However, in the case of Reemtsma the Court of Justice of the EU (CJEU)determined that there may be limited circumstances in which the tax authorities of a member state may be required to make a direct repayment to a customer which has borne an incorrect VAT charge rather than through the supplier. In such a situation the customer will be entitled to make the claim against the tax authority.
In Reemtsma the German customer of an Italian supplier had been incorrectly charged VAT on a supply of advertising and marketing services. The Italian company had accounted for the VAT to the Italian authorities. The German customer made a claim to the Italian tax authorities under the equivalent provisions to section 39 VATA for a refund of the VAT paid.
The CJEU determined that there was no right to claim a refund of VAT under the provisions equivalent to section 39 VATA. This was on the basis that such a right to claim is the cross boarder right equivalent to a right to deduct input tax. As there is no right to deduct as input tax VAT which was incorrectly charged on a supply between two traders established in the same country (because such a charge whilst shown as VAT is not VAT incurred) there can, similarly, be no right as between traders in different member states. In essence the overseas customer cannot be in an better position than a taxable person established in the member state in question
In the alternative, the German company had also argued that as it had borne the VAT incorrectly charged and as it could be established that the VAT had in fact been accounted for and paid to the Italian authorities then, under general principles of EU law, there should be a right of reimbursement directly from the relevant tax authority rather than there being a requirement for the customer to claim from the supplier and the supplier then seek a refund from the tax authorities. The CJEU determined that there was nothing offensive about a two-stage process. However, in circumstances in which such a process rendered it virtually impossible or excessively difficult for the incorrectly charged VAT to be recovered by the customer (i.e. through the insolvency of the supplier) then, the relevant tax authority should provide a mechanism for recovery.
HMRC’s application
By updated and combined application dated 4 November 2022 HMRC apply for both appeals to be struck out on three alternative grounds:
Under Rule 8(2)(b) on the basis that there is no jurisdiction to consider the refusal of the refund claims originally made by the Appellant; and
In respect of the First Refund claim, under Rule 8(2)(b) on the basis that there is no jurisdiction to consider the refusal to repay on Reemtsma grounds; or
In respect of both appeals, under Rule 8(3) there is no reasonable prospect of the appeal succeeding.
HMRC contend that in accordance with the UK’s then requirements to implement the provisions of the 8th Directive (and its predecessors) section 39 VATA, regulations 173A and 173B VTA Regs and the terms of Notice 742, as interpreted through the Reemtsma judgment, preclude a conclusion that the claim made by the Appellant was a claim made under section 39 VATA at all.

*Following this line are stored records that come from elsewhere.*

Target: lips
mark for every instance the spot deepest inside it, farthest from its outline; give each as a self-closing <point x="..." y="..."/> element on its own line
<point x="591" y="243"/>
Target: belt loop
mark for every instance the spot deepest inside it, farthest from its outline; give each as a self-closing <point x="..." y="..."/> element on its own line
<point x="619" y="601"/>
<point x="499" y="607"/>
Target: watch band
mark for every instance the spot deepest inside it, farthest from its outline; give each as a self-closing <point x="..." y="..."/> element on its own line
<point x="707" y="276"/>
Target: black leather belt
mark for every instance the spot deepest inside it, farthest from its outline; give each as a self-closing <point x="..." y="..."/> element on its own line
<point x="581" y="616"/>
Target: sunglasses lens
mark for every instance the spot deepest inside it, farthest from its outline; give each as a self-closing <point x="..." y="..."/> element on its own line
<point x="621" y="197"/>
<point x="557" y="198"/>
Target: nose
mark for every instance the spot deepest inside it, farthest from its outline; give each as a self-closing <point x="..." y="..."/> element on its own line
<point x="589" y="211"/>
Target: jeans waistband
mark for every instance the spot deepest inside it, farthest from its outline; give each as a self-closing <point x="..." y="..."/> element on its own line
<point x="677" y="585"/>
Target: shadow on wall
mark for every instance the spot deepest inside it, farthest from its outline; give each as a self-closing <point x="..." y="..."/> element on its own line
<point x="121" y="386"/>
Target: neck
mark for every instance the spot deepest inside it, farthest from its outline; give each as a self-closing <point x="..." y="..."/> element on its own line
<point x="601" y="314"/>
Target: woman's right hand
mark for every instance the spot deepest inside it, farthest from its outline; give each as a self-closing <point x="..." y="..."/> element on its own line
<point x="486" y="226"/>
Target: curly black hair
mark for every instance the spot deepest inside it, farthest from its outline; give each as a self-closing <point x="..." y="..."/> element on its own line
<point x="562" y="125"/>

Accordingly, the decision to refuse it cannot be a refusal of a claim made under section 39 and there can be no jurisdiction to appeal under section 83(1)(ha). They contend that there is no other provision of section 83 which would permit an appeal against the decision to refuse the claim on the basis. In particular, they (at least implicitly) contend that a refund of sums incorrectly charged on the supply of goods dispatched to an EU country is not input tax which may be recovered. They also explicitly contend that the Claims made by the Appellant cannot be claims under section 80 VATA because the Appellant did not account for the VAT to them. In the alternative, and by reference to the same statutory provisions and in reliance on Reemtsma, they contend that the appeals cannot succeed.
They further contend that there is no provision of section 83 which gives jurisdiction for an appeal in respect of a Reemtsma claim. They contend that prior to 31 December 2020 there was an alternative but EU compliant remedy through a county court claim against HMRC in circumstances in which it could be shown that a commercial claim against the supplier was virtually impossible or excessively difficult. They contend that there is no longer a requirement to provide such a remedy to protect EU law rights and, in consequence of the EUWA there is no basis for now brining a claim.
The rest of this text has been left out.